Travellers checking-in at the United Airlines Premier Access at a Chicago airport. PHOTO: AFP

WILMINGTON, DELAWARE (Bloomberg) - United Continental Holdings directors were sued by a pension fund for granting a US$37 million (S$52.3 million) severance package to the carrier's former chief executive officer, who was ousted in a bribery scandal.

The airline's board erred in signing off on "lavish golden parachutes" for ex-CEO Jeff Smisek and other officials forced out after investigators found a public official strong-armed United into scheduling twice-weekly flights to an airport near Mr Smisek's vacation home, the Florida-based fund said in a lawsuit.

Directors also harmed investors by refusing to demand that Mr Smisek return severance payments, the City of Tamarac Firefighters Pension Trust Fund said in the Delaware Chancery Court complaint.

The board "put the interests of Smisek and the other officers ahead of the company's best interests", the fund's lawyers said in the suit, which was unsealed on Wednesday.

"We will defend ourselves against this claim, which we believe has no merit," Ms Erin Benson, a spokesman for United, said in an e-mailed statement.

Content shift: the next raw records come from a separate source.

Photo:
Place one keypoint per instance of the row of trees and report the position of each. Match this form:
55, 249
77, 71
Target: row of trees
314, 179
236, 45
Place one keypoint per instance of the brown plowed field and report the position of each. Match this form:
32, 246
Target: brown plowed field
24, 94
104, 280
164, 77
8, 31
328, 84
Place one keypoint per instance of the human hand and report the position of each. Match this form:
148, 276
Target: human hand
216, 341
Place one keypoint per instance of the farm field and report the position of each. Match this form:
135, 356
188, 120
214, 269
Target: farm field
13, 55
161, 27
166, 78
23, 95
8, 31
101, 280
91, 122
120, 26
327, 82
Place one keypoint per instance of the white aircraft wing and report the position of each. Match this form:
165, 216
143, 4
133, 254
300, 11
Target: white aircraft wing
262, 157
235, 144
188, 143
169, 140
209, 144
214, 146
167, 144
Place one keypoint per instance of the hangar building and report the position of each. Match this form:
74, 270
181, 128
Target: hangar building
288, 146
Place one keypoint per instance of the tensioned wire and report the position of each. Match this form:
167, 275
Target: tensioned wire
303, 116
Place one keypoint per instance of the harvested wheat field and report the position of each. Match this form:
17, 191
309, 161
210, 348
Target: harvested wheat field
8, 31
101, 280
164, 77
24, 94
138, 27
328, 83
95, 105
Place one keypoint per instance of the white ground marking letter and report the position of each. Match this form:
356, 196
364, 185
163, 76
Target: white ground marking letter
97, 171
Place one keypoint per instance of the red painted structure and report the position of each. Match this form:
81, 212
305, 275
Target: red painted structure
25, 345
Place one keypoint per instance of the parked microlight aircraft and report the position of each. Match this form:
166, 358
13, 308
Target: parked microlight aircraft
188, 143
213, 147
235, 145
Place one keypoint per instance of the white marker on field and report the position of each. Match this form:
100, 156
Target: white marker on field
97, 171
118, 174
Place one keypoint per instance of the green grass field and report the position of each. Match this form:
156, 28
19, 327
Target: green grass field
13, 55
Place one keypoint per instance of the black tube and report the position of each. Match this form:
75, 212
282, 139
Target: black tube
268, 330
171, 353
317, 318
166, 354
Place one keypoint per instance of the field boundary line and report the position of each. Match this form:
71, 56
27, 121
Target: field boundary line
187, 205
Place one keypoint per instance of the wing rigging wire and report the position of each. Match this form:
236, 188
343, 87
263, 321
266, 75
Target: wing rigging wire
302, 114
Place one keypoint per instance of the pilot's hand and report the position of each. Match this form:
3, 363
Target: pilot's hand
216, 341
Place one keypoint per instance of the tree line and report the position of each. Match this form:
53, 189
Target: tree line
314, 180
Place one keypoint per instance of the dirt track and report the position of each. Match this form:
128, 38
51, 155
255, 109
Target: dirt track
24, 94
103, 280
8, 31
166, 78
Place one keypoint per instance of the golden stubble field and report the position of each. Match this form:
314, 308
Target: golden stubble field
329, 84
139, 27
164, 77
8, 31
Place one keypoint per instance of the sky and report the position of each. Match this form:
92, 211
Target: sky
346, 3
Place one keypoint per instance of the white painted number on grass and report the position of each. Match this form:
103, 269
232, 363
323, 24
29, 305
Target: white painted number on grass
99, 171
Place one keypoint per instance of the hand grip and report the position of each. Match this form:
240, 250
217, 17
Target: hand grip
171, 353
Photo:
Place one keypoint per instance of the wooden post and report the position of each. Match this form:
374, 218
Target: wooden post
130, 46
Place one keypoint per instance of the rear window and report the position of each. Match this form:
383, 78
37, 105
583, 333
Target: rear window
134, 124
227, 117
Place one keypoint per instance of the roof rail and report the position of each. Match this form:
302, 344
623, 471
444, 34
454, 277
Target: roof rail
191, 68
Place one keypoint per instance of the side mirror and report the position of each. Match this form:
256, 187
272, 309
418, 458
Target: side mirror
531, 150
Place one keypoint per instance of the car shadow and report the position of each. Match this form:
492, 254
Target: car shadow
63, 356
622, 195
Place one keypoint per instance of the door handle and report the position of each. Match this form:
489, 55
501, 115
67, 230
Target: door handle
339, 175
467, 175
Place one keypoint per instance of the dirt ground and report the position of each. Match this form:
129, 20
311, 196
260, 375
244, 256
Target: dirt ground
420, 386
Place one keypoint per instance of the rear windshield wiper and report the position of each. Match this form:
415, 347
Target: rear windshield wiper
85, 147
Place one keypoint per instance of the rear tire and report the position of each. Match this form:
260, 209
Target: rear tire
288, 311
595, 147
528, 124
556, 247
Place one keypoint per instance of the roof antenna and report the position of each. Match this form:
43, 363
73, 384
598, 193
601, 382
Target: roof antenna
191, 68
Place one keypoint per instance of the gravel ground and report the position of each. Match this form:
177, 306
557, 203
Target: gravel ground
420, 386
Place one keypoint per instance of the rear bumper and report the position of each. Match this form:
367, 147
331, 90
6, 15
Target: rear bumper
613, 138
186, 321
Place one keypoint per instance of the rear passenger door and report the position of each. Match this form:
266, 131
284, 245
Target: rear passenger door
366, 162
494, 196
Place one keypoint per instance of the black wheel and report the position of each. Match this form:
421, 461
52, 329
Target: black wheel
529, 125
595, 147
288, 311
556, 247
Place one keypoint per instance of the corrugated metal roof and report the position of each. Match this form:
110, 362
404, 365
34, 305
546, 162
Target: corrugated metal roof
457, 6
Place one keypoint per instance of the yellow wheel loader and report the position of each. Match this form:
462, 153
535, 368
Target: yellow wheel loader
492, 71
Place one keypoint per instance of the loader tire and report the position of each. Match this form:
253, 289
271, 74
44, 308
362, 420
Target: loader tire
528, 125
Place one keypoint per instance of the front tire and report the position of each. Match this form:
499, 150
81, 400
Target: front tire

David Samson, once the chairman of the Port Authority of New York and New Jersey, pleaded guilty to bribery charges last year after federal investigators found he pressured United executives to set up the "Chairman's Flight" from Newark to Columbia, South Carolina.

Sampson was spared prison by a federal judge, who fined the former New Jersey attorney general US$100,000 and sentenced him to a year of confinement at his home in Aiken, South Carolina, plus four years' probation.

Mr Smisek stepped down as the probe into why United restored direct flights between Newark and the capital of South Carolina heated up in 2015. United was seeking funding from the Port Authority to upgrade train access to the Newark airport, the airline's East Coast hub, when Sampson sought a resumption of the flights.

United agreed to pay a US$2.4 million fine to settle US Securities and Exchange Commission claims that it violated securities laws by resurrecting the money-losing flights. The carrier also paid a US$2.25 million fine to resolve a US Justice Department probe into the deal.

The pension fund faults United directors for not firing Mr Smisek when the bribery scheme came to light. Instead, the board wrongfully allowed Mr Smisek and other executives involved in the scandal to resign and get severance payments, the fund said in the suit.

The board compounded its error by refusing to "clawback" the severance payments on the basis that it would discourage potential managers from considering positions with the airline in the future, the fund's lawyers noted.

"To not clawback compensation in the face of egregious and illegal behavior sends the message that" executives can "violate the law with impunity", the fund said in the suit.